Ils n'avaient plus qu'à être signes par la Comtesse, et l'échange
se ferait des qu'elle aurait préparé les fonds nécessaires.
Elle s'empressa de s'emparer
des documents et se rendit encore au petit salon ou elle espérait
que la Reine et la Comtesse se tiendraient encore, André a ses talons.
Ils ne trouvèrent que la Comtesse, qui contemplait une toile couvrant
tout le mur et qui, éclairé par les grandes baies vitrées,
étincelait a la lumière.
"- Colonel Jarjayes, quelle
plaisante surprise! s'exclama-t-elle, un grand sourire aux lèvres.
Vous venez me parler de mes affaires, je suppose. Comme vous êtes
rapide. J'ai bien eu raison de m'en remettre a vous!"
Oscar grinça des dents
et balayait la pièce des yeux. A part quelques gentilshommes
et dames affairés a un jeu de cartes, il n'y avait pas foule, et
la Reine n'était pas en attendance.
"- Sa Majesté a du s'excuser
pour affaires du royaume. Je ne souffrirais pas qu'elle les néglige
par ma faute, aussi l'ai-je enjointe de tenir ses audiences au plus vite!"
reprit-elle avec un regard plus moqueur.
"Cette femme Colonel est
donc vraiment dévouée a la Reine. C'est admirable, enfin,
on verra!" Se dit-elle, la pensée allumant une lueur dans ses
yeux.
"- Très bien, Madame,
voila un fait qui vous honore", dit Oscar, plus froidement qu'elle ne le
voulait, mais cette femme déclenchait en elle une animosité
qu'elle avait peine a contenir.
"- Et voila donc votre charmant
serviteur, André, n'est-ce pas? fit la Comtesse en se tournant
vers lui, aux cote d'Oscar. On voit tout de suite qu'il vous est
dévoué!
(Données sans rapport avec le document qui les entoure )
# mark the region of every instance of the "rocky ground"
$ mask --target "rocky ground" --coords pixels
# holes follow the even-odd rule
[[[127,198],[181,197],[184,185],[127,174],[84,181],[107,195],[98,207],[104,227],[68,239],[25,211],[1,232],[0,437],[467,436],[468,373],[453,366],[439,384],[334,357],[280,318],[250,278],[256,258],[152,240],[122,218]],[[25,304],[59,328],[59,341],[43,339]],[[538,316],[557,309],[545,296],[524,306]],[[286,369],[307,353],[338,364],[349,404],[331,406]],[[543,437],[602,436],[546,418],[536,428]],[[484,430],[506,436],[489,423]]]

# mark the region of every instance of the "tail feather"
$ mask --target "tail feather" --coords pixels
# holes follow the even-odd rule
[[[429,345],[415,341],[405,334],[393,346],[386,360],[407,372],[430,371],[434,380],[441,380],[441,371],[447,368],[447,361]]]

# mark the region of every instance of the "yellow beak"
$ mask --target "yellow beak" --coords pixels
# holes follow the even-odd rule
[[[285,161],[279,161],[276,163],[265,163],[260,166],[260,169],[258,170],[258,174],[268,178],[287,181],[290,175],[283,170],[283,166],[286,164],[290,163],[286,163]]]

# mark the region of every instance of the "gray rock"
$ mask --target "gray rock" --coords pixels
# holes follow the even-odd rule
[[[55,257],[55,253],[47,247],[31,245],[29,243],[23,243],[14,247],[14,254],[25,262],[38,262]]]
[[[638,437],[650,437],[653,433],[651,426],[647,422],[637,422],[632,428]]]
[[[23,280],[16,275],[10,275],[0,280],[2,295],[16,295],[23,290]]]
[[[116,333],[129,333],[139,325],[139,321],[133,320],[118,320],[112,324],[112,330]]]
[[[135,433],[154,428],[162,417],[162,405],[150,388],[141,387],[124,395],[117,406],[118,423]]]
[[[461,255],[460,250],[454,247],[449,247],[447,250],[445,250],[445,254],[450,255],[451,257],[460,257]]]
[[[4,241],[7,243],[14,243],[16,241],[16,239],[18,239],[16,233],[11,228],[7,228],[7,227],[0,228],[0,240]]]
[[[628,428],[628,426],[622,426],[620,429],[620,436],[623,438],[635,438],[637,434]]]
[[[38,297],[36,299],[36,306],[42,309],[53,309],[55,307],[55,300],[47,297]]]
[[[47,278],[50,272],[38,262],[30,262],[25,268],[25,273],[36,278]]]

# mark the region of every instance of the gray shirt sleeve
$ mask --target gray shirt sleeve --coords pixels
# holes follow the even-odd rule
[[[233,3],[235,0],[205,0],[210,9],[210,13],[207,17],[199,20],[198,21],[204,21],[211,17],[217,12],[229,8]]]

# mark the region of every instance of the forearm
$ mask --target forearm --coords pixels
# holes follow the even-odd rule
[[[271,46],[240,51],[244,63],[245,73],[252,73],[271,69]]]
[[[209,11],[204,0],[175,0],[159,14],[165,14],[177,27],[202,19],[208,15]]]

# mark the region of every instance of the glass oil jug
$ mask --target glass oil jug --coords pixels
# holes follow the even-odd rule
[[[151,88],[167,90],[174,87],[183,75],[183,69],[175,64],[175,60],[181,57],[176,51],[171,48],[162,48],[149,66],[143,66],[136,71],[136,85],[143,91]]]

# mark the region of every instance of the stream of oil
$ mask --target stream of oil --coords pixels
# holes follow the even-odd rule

Très bien, je vais signer les papiers
nécessaires, mais il me faut y joindre un décret qui se trouve
dans mes appartements, et je m'y trouverai pas avant ce soir: j'ai
promis de jouer pour la Reine des son retour, qui ne saurait tarder.
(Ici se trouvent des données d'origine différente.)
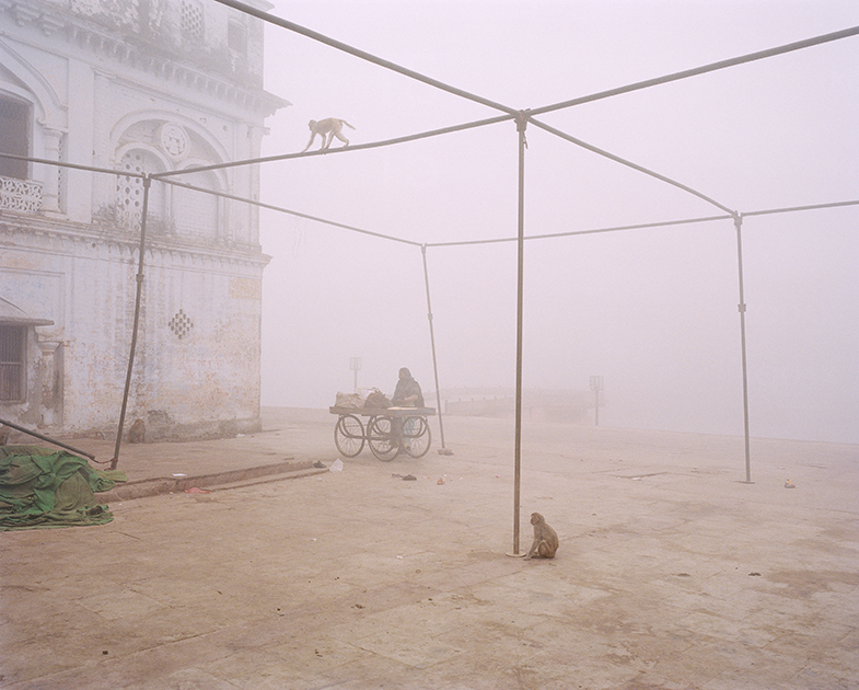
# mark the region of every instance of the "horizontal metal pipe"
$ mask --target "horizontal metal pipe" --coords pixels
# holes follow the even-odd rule
[[[280,19],[279,16],[275,16],[274,14],[269,14],[268,12],[264,12],[262,10],[257,10],[256,8],[252,8],[249,4],[245,4],[244,2],[237,2],[236,0],[214,0],[214,1],[220,2],[221,4],[225,4],[227,7],[233,8],[234,10],[239,10],[240,12],[244,12],[245,14],[251,14],[252,16],[256,16],[257,19],[260,19],[264,22],[268,22],[269,24],[275,24],[277,26],[280,26],[281,28],[286,28],[287,31],[301,34],[302,36],[306,36],[307,38],[312,38],[313,41],[318,41],[320,43],[324,43],[326,46],[330,46],[332,48],[337,48],[338,50],[343,50],[344,53],[353,55],[355,57],[361,58],[362,60],[367,60],[368,62],[372,62],[373,65],[379,65],[380,67],[384,67],[385,69],[390,69],[405,77],[409,77],[417,81],[423,82],[425,84],[429,84],[430,87],[434,87],[436,89],[441,89],[442,91],[446,91],[448,93],[452,93],[463,99],[467,99],[468,101],[474,101],[475,103],[488,105],[489,107],[494,107],[498,111],[503,111],[504,113],[510,113],[511,115],[516,113],[515,108],[512,108],[508,105],[502,105],[501,103],[496,103],[495,101],[490,101],[489,99],[484,99],[483,96],[479,96],[474,93],[469,93],[467,91],[464,91],[463,89],[451,87],[450,84],[445,84],[444,82],[439,81],[438,79],[432,79],[431,77],[427,77],[425,74],[421,74],[420,72],[416,72],[395,62],[391,62],[390,60],[385,60],[383,58],[376,57],[375,55],[371,55],[370,53],[367,53],[359,48],[353,48],[350,45],[347,45],[339,41],[335,41],[334,38],[329,38],[328,36],[324,34],[320,34],[318,32],[315,32],[313,30],[305,28],[304,26],[300,26],[299,24],[295,24],[293,22],[288,22],[287,20]]]

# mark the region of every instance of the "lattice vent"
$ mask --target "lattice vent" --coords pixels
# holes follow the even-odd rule
[[[167,325],[170,326],[170,330],[173,331],[173,334],[177,338],[182,340],[188,333],[190,333],[190,330],[194,327],[194,322],[190,320],[188,314],[179,309],[173,319],[170,320]]]
[[[182,33],[190,38],[202,38],[202,8],[196,2],[182,3]]]

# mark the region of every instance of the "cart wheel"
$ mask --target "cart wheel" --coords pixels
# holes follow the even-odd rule
[[[399,439],[391,417],[371,417],[367,423],[367,442],[373,455],[384,462],[399,455]]]
[[[364,449],[364,426],[351,414],[344,414],[334,427],[334,445],[347,458],[355,458]]]
[[[432,444],[432,434],[425,417],[403,419],[403,448],[413,458],[422,458]]]

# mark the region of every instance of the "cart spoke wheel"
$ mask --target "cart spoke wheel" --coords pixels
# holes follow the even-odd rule
[[[367,442],[373,455],[385,462],[399,455],[399,438],[391,417],[372,417],[367,423]]]
[[[432,434],[425,417],[406,417],[403,419],[403,449],[413,458],[427,455]]]
[[[334,445],[347,458],[355,458],[364,448],[364,427],[351,414],[340,415],[334,427]]]

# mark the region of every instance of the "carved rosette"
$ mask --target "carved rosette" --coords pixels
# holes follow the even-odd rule
[[[174,163],[185,160],[190,152],[190,139],[184,127],[165,123],[160,134],[161,149]]]

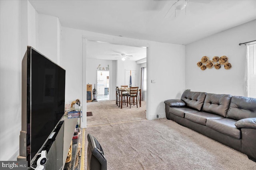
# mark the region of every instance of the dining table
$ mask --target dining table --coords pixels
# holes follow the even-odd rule
[[[123,92],[126,92],[128,93],[130,93],[130,88],[127,87],[118,87],[118,88],[119,89],[119,91],[120,91],[120,100],[121,100],[121,104],[122,104],[121,105],[121,108],[122,109],[123,108],[123,97],[122,96]],[[141,89],[138,88],[138,93],[139,93],[139,92],[140,93],[140,96],[139,96],[139,103],[140,104],[140,107],[141,107]],[[117,95],[117,94],[116,94],[116,95]],[[117,97],[117,96],[116,96],[116,97]]]

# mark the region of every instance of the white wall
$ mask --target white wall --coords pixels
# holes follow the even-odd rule
[[[61,63],[66,71],[66,101],[82,99],[82,93],[85,92],[82,87],[83,35],[103,41],[149,47],[150,56],[148,63],[150,68],[148,74],[150,80],[155,79],[157,82],[150,84],[149,119],[156,118],[156,114],[164,113],[165,100],[180,98],[185,89],[184,45],[111,36],[64,27],[62,28],[63,56]],[[120,65],[119,63],[117,65]],[[136,66],[134,69],[136,69]],[[88,75],[90,70],[87,71]],[[116,71],[118,73],[118,70]],[[116,85],[121,85],[123,82],[124,80],[118,79]]]
[[[19,154],[21,129],[22,59],[27,45],[41,52],[39,42],[42,49],[52,43],[57,47],[58,43],[60,53],[61,26],[56,17],[49,17],[49,20],[44,20],[47,16],[42,17],[44,23],[40,23],[38,14],[28,0],[0,0],[0,160],[15,160]],[[55,22],[52,22],[54,20]],[[40,37],[39,24],[44,23],[56,29],[43,33],[41,30],[41,35],[43,36]],[[47,40],[43,37],[57,33],[60,35],[54,42],[52,41],[52,39]],[[56,62],[56,51],[44,54]]]
[[[107,71],[106,67],[109,66],[108,71],[109,71],[110,77],[110,89],[109,98],[110,100],[116,100],[116,61],[112,60],[100,60],[98,59],[88,58],[87,63],[87,69],[88,70],[87,80],[87,84],[92,85],[92,89],[94,88],[94,84],[97,86],[97,70],[99,64],[100,67],[105,68],[105,70]]]
[[[38,14],[29,1],[27,1],[27,3],[28,45],[38,49]]]
[[[55,17],[38,14],[38,50],[52,61],[60,64],[61,25]]]
[[[27,1],[0,1],[0,160],[15,160],[21,129],[21,61],[28,44]],[[35,14],[34,14],[35,15]]]
[[[123,61],[121,60],[118,60],[116,61],[117,63],[117,73],[116,77],[116,86],[118,87],[122,85],[125,85],[125,70],[134,70],[137,71],[136,66],[137,64],[135,61],[130,61],[129,60],[125,60]],[[138,75],[138,72],[136,71],[136,75]],[[138,82],[137,77],[136,77],[136,84],[134,86],[138,86]]]
[[[242,24],[186,46],[186,88],[208,93],[246,96],[246,47],[240,43],[256,39],[256,20]],[[232,65],[229,70],[202,71],[196,65],[202,56],[212,60],[226,55]]]

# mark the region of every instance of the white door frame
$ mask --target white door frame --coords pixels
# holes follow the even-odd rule
[[[121,39],[120,37],[118,37]],[[118,39],[117,38],[116,39]],[[85,89],[84,90],[82,90],[82,113],[83,116],[81,119],[81,122],[80,122],[80,126],[82,128],[85,128],[87,126],[87,117],[85,116],[86,115],[85,114],[86,113],[87,105],[86,103],[87,101],[87,96],[86,95],[86,92],[87,91],[87,82],[86,80],[86,74],[87,74],[87,44],[88,41],[93,41],[99,43],[107,43],[109,44],[125,45],[135,47],[146,47],[146,61],[147,61],[147,101],[146,101],[146,118],[149,119],[149,113],[150,113],[150,107],[149,107],[149,101],[150,100],[150,94],[149,92],[150,90],[150,45],[149,44],[142,44],[138,43],[135,42],[130,42],[125,41],[124,40],[121,39],[105,39],[99,37],[93,37],[87,36],[83,35],[82,37],[82,88],[83,89]]]

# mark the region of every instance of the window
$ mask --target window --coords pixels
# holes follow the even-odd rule
[[[247,47],[247,96],[256,98],[256,44]]]

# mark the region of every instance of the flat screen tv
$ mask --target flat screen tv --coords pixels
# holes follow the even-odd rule
[[[22,61],[20,155],[26,156],[29,165],[64,114],[65,74],[63,68],[28,46]]]
[[[87,169],[106,170],[107,160],[99,142],[92,135],[87,135]]]
[[[47,170],[61,170],[63,167],[64,121],[60,121],[42,149],[46,150],[47,160],[44,165]],[[37,167],[36,162],[41,155],[38,155],[31,166]],[[30,169],[32,170],[33,168]]]

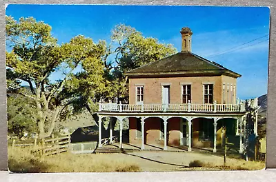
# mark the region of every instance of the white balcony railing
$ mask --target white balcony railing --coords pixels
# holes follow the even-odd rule
[[[169,104],[122,104],[99,103],[99,111],[108,112],[245,112],[245,103],[213,104],[169,103]]]

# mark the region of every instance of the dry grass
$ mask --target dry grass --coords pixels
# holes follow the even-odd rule
[[[9,169],[14,172],[139,172],[132,161],[113,159],[105,154],[73,154],[70,152],[41,159],[30,149],[16,148],[13,154],[9,148]]]
[[[243,159],[237,159],[235,161],[227,162],[226,165],[216,165],[212,163],[204,163],[195,160],[189,163],[190,168],[203,168],[204,170],[259,170],[266,167],[263,161],[245,161]],[[202,170],[202,169],[201,169]]]

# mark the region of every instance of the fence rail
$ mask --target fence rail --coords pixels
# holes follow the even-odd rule
[[[112,143],[118,141],[118,138],[116,136],[112,136],[110,140],[110,138],[106,138],[101,140],[101,143],[102,145],[108,145],[110,143]]]
[[[122,104],[99,103],[99,111],[108,112],[245,112],[245,103],[237,104],[181,103],[181,104]]]
[[[41,156],[55,154],[63,152],[67,152],[70,147],[70,136],[50,139],[34,139],[34,143],[17,143],[16,140],[12,141],[12,150],[14,147],[32,147],[32,152]]]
Vous serait-il possible de venir le quérir vers huit heures?
Je réalise bien que vous avez d'autres choses a faire, Colonel,
et que votre service est déjà fini, mais peut-être
votre dévoué serviteur daignerait m'apporter une bouteille
que j'ai commande et qui sera prête vers ces heures-la, et ainsi
assurer la signature et la remise du décret en de bonnes mains?
Je vous donne tout de suite les détails..."
Si Oscar en fut étonnée,
ce fut André qui fut retourné. Il jeta un coup d'oeil
désespéré a Oscar, mais celle-ci semblait livrer une
bataille intérieure a la rage qui commençait a l'étouffer.
Fidèle a elle-même, elle se devait de ne rien en montrer et
décida que, somme toute, ce serait probablement la meilleure façon
d'en finir.
"- Très bien, vous pouvez
faire confiance a André comme a moi-même. André,
suit donc les instructions de la Comtesse, je vais aller vérifier
quelque-chose qui me chiffonne ailleurs", lui intima-t-elle d'un ton de
glace.
André la regarda, stupéfait,
saluer, avant de s'échapper a grandes enjambées.
"- Le Colonel est malaisé
en ma présence? s'enquit la Comtesse, avec un ton sucré,
regardant André droit dans les yeux.
- Non, je pense qu'il y a effectivement
d'autres affaires qui l'occupent peut-être plus qu'une vente de domaine,
aussi importante soit-elle.... (il réalisa son erreur en voyant
le petit sourire sardonique de la Comtesse).. enfin, je veux dire, votre
achat est de la plus haute importance, mais..." bredouilla-t-il encore.
La Comtesse riait a gorge déployée:
"- Comme vous êtes aimable,
André. Je vois que vous lui êtes très attaché!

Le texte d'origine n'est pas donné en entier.